Críticas à escolha de Thainá Duarte

A diretora Anna Muylaert se manifestou em suas redes sociais nesta quarta-feira (16/4) após a repercussão negativa da escolha da atriz Thainá Duarte para viver Geni no filme “Geni e o Zepelim”, inspirado na música de Chico Buarque.

Desde o anúncio da escalação, diversos internautas acusaram a equipe de transfobia por escalar uma atriz cis para o papel. Criada para a peça “Ópera do Malandro”, a personagem original é uma travesti que vive da prostituição no Rio de Janeiro e sofre com o preconceito. A escolha do elenco levou à acusação de transfake, prática em que atores cis interpretam papéis trans, limitando oportunidades para artistas transgêneros.

Justificativa da diretora

Muylaert, conhecida por filmes como “Que Horas Ela Volta?” e “A Melhor Mãe do Mundo”, afirmou que sua proposta se baseia em uma interpretação simbólica da canção, conectada ao conto “Bola de Seda”, de Guy de Maupassant.

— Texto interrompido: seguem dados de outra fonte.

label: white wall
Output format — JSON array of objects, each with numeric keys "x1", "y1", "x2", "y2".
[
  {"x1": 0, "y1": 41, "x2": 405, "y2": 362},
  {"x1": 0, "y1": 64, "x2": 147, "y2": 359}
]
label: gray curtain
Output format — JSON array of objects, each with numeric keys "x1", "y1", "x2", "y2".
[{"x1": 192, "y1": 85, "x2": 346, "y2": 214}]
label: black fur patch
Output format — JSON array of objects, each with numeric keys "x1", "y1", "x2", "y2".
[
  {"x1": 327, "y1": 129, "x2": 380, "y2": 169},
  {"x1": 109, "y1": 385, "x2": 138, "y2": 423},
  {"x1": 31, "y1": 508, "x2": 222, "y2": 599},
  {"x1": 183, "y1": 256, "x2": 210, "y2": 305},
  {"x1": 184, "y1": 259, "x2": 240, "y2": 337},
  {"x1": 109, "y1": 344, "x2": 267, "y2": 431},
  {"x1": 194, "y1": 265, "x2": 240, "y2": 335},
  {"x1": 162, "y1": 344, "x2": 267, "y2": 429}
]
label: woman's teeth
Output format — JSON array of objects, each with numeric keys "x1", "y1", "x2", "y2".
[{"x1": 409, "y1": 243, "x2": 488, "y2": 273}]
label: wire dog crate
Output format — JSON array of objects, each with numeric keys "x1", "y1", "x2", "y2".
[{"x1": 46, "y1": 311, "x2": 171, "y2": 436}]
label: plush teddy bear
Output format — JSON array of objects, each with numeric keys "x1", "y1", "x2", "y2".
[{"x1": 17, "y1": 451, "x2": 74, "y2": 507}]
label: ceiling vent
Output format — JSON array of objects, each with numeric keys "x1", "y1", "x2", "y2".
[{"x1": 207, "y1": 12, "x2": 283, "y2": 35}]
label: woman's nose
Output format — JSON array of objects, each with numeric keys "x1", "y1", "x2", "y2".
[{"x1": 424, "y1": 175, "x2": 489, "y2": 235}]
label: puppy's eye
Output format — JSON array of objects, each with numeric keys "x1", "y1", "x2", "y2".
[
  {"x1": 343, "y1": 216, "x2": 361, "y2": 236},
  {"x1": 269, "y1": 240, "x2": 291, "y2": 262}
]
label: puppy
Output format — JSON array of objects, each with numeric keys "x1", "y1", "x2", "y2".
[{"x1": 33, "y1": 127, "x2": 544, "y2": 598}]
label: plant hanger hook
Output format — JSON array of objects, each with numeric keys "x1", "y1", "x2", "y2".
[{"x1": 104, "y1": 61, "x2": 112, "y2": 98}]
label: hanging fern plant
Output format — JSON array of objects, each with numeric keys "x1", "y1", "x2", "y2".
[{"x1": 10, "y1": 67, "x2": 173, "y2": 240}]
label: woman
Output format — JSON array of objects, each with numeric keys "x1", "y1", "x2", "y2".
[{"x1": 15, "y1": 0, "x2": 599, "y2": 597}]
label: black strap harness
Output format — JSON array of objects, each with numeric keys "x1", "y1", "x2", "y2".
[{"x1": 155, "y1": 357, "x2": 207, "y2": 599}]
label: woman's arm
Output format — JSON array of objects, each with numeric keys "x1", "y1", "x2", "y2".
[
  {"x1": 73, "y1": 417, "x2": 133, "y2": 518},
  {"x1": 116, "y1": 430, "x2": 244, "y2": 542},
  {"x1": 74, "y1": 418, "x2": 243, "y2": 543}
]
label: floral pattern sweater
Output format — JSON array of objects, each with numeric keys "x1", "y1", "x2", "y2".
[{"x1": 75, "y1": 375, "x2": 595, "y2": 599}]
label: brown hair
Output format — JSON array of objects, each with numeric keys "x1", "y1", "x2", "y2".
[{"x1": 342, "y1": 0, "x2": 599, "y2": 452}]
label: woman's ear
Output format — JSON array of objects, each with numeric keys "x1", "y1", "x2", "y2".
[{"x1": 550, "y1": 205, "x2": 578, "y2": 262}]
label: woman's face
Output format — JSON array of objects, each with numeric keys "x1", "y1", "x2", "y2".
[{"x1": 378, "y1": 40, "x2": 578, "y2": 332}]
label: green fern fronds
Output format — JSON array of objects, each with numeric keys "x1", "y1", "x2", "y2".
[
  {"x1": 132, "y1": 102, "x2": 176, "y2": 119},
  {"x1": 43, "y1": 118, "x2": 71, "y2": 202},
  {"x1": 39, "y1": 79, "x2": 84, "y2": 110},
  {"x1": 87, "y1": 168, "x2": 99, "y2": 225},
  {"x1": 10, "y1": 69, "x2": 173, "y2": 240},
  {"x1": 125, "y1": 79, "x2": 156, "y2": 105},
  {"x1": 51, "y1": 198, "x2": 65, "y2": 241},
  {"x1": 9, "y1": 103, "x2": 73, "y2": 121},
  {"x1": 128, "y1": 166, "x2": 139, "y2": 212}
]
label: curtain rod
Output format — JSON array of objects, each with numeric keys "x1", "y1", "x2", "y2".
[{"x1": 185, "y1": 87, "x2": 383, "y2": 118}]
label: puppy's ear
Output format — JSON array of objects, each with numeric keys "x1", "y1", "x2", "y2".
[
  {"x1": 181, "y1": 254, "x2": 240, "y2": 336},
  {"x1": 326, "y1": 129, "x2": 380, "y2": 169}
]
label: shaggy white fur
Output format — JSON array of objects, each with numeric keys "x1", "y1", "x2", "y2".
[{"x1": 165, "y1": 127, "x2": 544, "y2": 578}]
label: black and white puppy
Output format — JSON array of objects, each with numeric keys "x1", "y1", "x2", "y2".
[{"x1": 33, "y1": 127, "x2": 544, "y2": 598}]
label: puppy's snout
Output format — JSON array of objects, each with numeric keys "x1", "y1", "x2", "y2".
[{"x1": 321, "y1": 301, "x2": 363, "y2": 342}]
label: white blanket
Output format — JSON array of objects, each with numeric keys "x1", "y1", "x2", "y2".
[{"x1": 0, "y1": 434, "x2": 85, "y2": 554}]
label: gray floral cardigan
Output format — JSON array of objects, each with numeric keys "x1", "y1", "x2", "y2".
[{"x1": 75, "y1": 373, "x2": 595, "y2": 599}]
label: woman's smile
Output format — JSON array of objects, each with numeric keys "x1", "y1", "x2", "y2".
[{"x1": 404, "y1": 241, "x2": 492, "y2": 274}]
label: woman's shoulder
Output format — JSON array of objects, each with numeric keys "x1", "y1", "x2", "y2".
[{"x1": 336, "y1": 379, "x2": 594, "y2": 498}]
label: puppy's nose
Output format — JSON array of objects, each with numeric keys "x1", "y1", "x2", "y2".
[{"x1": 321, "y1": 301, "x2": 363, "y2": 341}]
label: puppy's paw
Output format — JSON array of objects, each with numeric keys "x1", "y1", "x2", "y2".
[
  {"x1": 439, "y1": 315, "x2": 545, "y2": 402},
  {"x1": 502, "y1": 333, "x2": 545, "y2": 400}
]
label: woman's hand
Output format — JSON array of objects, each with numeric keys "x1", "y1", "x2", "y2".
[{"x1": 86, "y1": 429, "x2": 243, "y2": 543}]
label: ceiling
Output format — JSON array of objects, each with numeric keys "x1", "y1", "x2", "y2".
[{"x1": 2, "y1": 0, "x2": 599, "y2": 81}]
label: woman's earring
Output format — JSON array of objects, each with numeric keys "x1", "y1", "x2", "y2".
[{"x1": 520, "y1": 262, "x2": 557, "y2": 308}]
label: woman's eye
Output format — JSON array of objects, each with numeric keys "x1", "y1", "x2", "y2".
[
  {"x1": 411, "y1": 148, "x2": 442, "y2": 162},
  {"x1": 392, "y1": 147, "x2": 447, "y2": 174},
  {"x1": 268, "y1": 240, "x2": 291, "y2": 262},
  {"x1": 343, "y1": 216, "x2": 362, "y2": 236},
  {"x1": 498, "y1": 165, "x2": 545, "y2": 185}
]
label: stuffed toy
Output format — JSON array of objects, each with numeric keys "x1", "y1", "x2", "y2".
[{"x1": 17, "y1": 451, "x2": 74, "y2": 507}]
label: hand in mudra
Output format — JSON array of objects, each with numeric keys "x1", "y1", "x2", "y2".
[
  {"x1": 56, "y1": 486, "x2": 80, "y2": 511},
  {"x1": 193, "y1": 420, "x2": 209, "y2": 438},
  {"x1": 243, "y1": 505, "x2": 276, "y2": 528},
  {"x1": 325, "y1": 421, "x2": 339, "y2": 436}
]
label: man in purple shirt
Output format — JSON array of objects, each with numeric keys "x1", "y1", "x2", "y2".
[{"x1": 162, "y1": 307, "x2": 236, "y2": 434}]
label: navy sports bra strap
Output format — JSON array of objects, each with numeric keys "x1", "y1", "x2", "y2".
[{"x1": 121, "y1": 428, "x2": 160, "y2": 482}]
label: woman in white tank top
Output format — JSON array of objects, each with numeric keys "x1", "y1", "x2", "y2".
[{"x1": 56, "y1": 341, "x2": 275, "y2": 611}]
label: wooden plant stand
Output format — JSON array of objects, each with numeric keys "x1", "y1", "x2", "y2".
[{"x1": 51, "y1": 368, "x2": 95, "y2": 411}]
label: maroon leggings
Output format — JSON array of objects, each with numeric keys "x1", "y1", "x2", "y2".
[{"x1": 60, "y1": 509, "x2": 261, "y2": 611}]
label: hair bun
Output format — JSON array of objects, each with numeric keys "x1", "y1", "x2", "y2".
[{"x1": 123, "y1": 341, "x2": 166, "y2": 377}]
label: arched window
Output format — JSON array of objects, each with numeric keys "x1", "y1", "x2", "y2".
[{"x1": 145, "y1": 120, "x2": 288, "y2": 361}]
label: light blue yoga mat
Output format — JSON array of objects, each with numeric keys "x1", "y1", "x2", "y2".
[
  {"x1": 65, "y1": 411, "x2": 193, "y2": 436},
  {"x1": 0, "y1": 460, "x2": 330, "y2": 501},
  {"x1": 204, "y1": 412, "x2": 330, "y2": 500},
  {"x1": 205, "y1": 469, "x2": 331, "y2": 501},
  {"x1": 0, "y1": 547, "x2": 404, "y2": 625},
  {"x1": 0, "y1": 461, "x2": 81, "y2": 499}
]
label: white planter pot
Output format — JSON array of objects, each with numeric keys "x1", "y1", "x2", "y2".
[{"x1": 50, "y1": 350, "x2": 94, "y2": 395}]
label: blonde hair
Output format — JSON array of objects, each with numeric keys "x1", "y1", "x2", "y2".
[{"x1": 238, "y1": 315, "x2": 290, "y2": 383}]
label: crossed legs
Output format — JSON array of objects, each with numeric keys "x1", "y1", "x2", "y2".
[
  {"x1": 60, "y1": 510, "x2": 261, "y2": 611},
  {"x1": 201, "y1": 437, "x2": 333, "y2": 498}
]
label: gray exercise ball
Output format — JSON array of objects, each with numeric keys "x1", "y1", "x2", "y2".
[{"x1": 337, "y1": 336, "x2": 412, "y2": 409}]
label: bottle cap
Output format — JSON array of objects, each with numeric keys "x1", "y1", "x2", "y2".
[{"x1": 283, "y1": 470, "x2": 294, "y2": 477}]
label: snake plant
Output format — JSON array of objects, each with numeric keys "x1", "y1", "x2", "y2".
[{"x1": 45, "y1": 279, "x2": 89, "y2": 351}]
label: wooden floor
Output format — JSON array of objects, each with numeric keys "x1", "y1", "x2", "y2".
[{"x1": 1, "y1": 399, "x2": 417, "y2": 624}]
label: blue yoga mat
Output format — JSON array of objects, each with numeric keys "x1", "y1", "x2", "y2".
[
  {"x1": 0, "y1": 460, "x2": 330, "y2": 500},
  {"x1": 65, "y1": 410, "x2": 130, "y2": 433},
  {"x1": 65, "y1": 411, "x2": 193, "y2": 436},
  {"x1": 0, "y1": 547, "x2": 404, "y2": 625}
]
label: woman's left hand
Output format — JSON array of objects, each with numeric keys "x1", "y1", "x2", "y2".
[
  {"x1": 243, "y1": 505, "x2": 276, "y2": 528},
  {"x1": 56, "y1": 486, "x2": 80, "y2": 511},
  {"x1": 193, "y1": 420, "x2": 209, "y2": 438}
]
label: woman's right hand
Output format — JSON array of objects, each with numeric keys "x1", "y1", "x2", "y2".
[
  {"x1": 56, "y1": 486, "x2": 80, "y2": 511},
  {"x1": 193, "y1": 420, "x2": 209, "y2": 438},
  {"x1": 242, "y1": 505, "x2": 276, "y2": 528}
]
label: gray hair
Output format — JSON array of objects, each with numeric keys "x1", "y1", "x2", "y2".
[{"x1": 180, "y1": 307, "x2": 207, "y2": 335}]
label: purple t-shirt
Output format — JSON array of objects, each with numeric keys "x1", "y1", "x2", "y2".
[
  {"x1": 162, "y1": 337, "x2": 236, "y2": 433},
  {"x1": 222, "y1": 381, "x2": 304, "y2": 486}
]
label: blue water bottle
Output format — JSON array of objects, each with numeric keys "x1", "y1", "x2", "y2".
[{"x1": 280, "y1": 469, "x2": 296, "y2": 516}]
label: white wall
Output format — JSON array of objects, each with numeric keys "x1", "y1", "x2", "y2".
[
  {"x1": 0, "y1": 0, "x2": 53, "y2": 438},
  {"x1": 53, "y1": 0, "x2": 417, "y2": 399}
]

“Durante o processo de criação deste filme, a gente entendeu que a letra do Chico e o conto do Maupassant poderiam ter várias leituras: poderia ser uma mulher trans; poderia ser uma mãe solteira; poderia ser a Fabiana Silva da Favela do Moinho, uma carroceira; poderia ser uma presidente tirada do poder sem crime de responsabilidade; poderia ser uma floresta atacada diariamente por oportunistas”, disse a cineasta.

Ela explicou que a personagem do filme é uma prostituta cis, moradora da Amazônia. “Por uma questão de lugar de fala, escolhemos fazer uma prostituta cis na Amazônia”, declarou.

Em seguida, propôs um debate público: “Diante da reação da comunidade trans, quero vir aqui abrir o debate e jogar a pergunta: essa letra do Chico, essa poesia, hoje em 2025, o mito Geni só pode ser interpretada como uma mulher trans? Se computarmos que hoje só se pode interpretar a Geni como trans, a gente vai repensar o nosso filme.”

Reações de artistas

Nos comentários da publicação de Muylaert, artistas trans e aliados reagiram à decisão de transformar Geni em uma mulher cis.

A cantora Liniker escreveu: “Todo respeito ao trabalho de Thainá Duarte, mas quando trazemos a reflexão em nossos textos desde que saiu essa matéria e nos posicionamos pelo apagamento, é por espaço e oportunidade que nos colocamos, por termos atrizes trans que poderiam sim dar vida a essa personagem tão icônica.”

A atriz Camila Pitanga ponderou: “Você pode fazer o filme que quiser, com certeza… mas pondero que esta interpretação serve, sim, ao apagamento doloroso de mulheres trans. São poucos personagens com esse protagonismo. É uma escolha que fere.”

Gabriela Medeiros, que viveu a personagem Buba no remake de “Renascer”, também se pronunciou: “Essa personagem é forte para nós. Sendo que ela é sim uma pessoa trans. Somos apagadas da cultura. E esse papel ser interpretado por uma de nós é uma retratação importante.”